For those who don’t know about Demandbase, it is a targeting platform that uses a patented technology to identify websites visitors. By using the network IP address, Demandbase services identify the company a visitor works for in real-time. Marketers can then target online ads to companies that fit criteria like exact company names, industry, revenue, customer status, or products purchased. This means that ads are never served to irrelevant audiences, thereby increasing the efficiency of the marketing spend.
Meanwhile, to start with ABM, Jessica advised B2B marketers to:
- Define target account list
- Understand where you have challenges and where is there under-performance?
- Determine when and how to budget for ABM
Jessica emphasized that ABM doesn’t necessarily require additional resources. Instead, it requires a shift of them. She suggested that it could be rolled up into a website redesign or marketing automation changes.
Finally, in a case study, Jessica described how content syndication, webinar sponsorships, digital advertising, and regional event marketing expense reductions free up about 45% of the marketing budget for ABM. In that same case study, prior to ABM, the company closed 9.6 deals for every 100 MQL (Marketing Qualified Leads). After implementing Demandbase ABM, they closed 26 deals within the same time frame. As a result of ABM, they nearly tripled their close rate.
So…both speakers made the point that ABM starts with the targeted account list.
How do we choose our ABM target accounts?
The Number of B2B Target Accounts in the USA is Not as Large as You Think
Before we choose those exact B2B target accounts, let’s start with some fundamental truths about the enterprise market. Check the US Business Census. There are about 18,000 companies with 500 or more employees in the USA. It’s probably not as as many as you thought.
Take a look at Forbes Global 2000, a list of publically traded companies based on market capitalization. Notice that number 2000 is SBA Communications. Also note its 2015 revenues of $1.64 billion. The fact is simple; there’s a limited number of very large companies and nearly every B2B technology wants to sell to them. No matter the technology or service, the top of the market is the top of the market. Hence, there’s a small number of them.
Do we really need to use a data provider like Lattice Engines or Radius to choose B2B target accounts? If you have good-sized budgets, using a predictive solution might have an ROI. If you’re a small company with a new technology or solution, it’s probably not the best place to start.
Choosing Initial B2B Target Accounts is Actually Simple
Start with considering market drivers in different industries.
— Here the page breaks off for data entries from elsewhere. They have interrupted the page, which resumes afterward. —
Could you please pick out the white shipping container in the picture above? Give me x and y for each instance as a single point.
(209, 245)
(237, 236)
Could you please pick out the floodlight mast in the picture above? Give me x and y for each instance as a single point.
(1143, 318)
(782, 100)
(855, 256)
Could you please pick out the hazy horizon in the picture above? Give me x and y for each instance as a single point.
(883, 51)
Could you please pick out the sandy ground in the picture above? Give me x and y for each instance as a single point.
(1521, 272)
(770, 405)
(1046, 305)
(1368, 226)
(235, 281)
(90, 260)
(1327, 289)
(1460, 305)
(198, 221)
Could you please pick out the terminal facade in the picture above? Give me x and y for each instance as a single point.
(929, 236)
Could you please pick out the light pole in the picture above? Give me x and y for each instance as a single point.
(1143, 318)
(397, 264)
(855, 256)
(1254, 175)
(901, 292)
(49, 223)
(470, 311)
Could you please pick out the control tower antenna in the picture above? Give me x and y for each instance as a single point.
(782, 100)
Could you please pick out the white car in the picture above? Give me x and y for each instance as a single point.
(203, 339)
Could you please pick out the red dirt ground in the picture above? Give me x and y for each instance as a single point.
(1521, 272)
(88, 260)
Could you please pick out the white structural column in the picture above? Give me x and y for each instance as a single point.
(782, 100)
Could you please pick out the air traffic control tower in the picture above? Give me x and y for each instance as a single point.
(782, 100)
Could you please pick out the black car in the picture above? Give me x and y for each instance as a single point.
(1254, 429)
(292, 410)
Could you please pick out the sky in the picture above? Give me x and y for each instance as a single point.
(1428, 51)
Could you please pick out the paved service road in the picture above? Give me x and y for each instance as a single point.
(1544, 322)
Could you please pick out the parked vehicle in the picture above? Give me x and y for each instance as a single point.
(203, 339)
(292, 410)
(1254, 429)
Also, think about how the speed of decision-making varies within industries and firm sizes. Nothing can replace actually thinking. Hence, know who might need your product or service. Research if compliance requirements might drive sales. Consider whether certain industries can benefit from its features or functions more than others.
After choosing verticals, next think about how many new customers you can serve. How much supply do you have to meet created demand? If you’re still very small and rapid growing, be realistic. Think 18 to 36 months out. If you aim for about 100 closed deals over the next 3 years, then you probably need to start with a B2B target account list of about 400 to 500 firms.
In order to create that actual B2B target account list, start with understanding the population of companies. Some useful sources are Data.com, DiscoverOrg or Hoovers. Once you see the population of companies, choose a mix of company sizes within selected verticals. As a result, you’ll build in different buying cycle durations. which can be helpful in building out the pipeline.
Once you have some experience marketing to your list — after about 6 months — refresh your ABM B2B target account list. Use your marketing automation and CRM data to remove closed accounts and to add new B2B account targets.
Armed with a track record, consider using a predictive analytics data provider to refresh your B2B target account list. They kick start your company to a new growth levels, especially outside the US market.